His ability to draw nuanced, naturalistic performances was no accident. Mazursky began his career as an actor, debuting in Stanley Kubrick's first film, 1953's "Fear and Desire." Along with Dennis Hopper and Vic Morrow, he was one of the delinquents in "The Blackboard Jungle" (1955). He continued to act throughout the 1960s, and often appeared in his own films.
For other filmmakers, he acted in "A Star is Born" (1976), "History of the World Part I" (1981), "Punchline" (1988) and "Carlito's Way" (1993), among others, and on TV's "The Sopranos" and "Curb Your Enthusiasm."
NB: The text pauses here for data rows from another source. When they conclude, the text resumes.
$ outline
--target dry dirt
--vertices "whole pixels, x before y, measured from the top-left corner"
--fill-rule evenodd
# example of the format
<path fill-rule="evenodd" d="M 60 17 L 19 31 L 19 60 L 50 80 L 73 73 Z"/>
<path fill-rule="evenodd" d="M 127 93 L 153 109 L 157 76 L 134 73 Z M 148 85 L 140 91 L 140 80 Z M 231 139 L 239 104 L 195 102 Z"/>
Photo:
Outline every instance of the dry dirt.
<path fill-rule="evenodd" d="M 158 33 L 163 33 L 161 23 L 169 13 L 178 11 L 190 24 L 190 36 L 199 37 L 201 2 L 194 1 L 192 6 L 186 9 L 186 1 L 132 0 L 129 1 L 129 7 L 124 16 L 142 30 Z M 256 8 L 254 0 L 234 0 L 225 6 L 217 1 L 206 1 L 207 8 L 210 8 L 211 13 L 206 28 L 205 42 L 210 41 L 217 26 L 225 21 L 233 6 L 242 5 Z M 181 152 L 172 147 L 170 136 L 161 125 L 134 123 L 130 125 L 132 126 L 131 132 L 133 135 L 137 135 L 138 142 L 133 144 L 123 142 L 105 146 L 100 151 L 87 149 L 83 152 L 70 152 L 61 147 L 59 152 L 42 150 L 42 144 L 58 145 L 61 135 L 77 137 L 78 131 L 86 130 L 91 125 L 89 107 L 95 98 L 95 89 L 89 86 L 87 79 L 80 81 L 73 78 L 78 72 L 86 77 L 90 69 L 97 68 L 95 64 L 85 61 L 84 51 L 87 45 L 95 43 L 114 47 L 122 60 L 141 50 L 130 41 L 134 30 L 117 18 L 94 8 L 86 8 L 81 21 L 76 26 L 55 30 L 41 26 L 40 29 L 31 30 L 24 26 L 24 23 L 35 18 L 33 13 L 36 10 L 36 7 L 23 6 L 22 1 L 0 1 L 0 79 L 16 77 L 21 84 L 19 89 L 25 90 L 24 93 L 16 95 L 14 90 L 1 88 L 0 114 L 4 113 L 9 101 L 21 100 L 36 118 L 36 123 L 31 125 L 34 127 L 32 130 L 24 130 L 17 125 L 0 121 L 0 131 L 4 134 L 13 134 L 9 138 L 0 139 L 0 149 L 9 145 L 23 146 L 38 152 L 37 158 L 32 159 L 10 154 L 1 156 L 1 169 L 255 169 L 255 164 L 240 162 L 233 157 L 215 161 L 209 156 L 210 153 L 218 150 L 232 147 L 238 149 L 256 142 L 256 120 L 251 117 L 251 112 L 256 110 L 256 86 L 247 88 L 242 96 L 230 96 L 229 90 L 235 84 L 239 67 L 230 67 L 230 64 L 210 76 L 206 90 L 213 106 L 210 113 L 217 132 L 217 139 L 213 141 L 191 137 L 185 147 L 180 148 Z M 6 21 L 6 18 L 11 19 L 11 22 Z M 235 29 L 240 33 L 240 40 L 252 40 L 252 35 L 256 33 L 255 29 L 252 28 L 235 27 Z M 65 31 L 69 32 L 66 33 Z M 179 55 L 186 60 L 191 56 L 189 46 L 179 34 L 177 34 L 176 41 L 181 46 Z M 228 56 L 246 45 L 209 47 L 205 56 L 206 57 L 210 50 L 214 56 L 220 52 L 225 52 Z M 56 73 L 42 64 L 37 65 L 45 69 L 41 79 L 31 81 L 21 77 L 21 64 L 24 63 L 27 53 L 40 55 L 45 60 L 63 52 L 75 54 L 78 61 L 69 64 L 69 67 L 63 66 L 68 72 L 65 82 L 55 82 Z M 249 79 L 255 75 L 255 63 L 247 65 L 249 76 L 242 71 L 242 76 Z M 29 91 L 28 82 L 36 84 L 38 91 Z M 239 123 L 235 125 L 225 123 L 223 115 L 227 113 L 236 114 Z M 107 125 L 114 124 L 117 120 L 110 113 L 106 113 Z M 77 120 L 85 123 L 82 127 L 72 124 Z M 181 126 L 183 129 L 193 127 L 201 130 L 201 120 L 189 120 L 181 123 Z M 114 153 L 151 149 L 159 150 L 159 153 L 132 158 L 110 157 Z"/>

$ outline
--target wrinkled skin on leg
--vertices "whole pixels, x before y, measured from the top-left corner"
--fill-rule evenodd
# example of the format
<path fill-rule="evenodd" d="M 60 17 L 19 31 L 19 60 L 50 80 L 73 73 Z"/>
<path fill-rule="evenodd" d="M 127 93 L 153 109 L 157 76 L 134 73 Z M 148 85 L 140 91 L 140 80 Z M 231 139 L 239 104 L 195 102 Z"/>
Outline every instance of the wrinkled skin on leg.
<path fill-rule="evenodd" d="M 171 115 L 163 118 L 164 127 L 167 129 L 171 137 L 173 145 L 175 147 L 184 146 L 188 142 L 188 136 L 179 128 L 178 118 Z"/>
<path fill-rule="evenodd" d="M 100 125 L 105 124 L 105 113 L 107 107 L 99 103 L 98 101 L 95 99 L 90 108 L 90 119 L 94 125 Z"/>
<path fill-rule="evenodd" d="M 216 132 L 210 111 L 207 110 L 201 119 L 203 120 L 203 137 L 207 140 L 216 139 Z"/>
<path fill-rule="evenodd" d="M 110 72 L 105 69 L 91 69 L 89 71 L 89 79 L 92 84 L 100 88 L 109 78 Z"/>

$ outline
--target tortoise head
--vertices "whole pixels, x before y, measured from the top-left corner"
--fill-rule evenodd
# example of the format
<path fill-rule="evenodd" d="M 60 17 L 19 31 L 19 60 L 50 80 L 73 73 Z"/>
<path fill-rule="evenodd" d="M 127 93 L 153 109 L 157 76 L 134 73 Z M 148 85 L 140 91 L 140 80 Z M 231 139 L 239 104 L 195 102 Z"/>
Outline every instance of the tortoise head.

His Oscar nominations for Best Adapted Screenplay ("Bob & Carol & Ted & Alice," "Enemies: A Love Story"), Best original Screenplay ("Harry and Tonto," "An Unmarried Woman") and Best Picture ("An Unmarried Woman") displayed Mazursky's literary bent, as did his film reviews for Vanity Fair, which is began writing in 2011 through the time of his death.
The way people said things were important to him — the sarcasm they exhibited under stress, the sensitivity they showed when it was least expected. Those were emotions of the Me Decade, of a culture that wanted to get in touch with what exactly was going on. We can get a feel for it, too, still, through his films.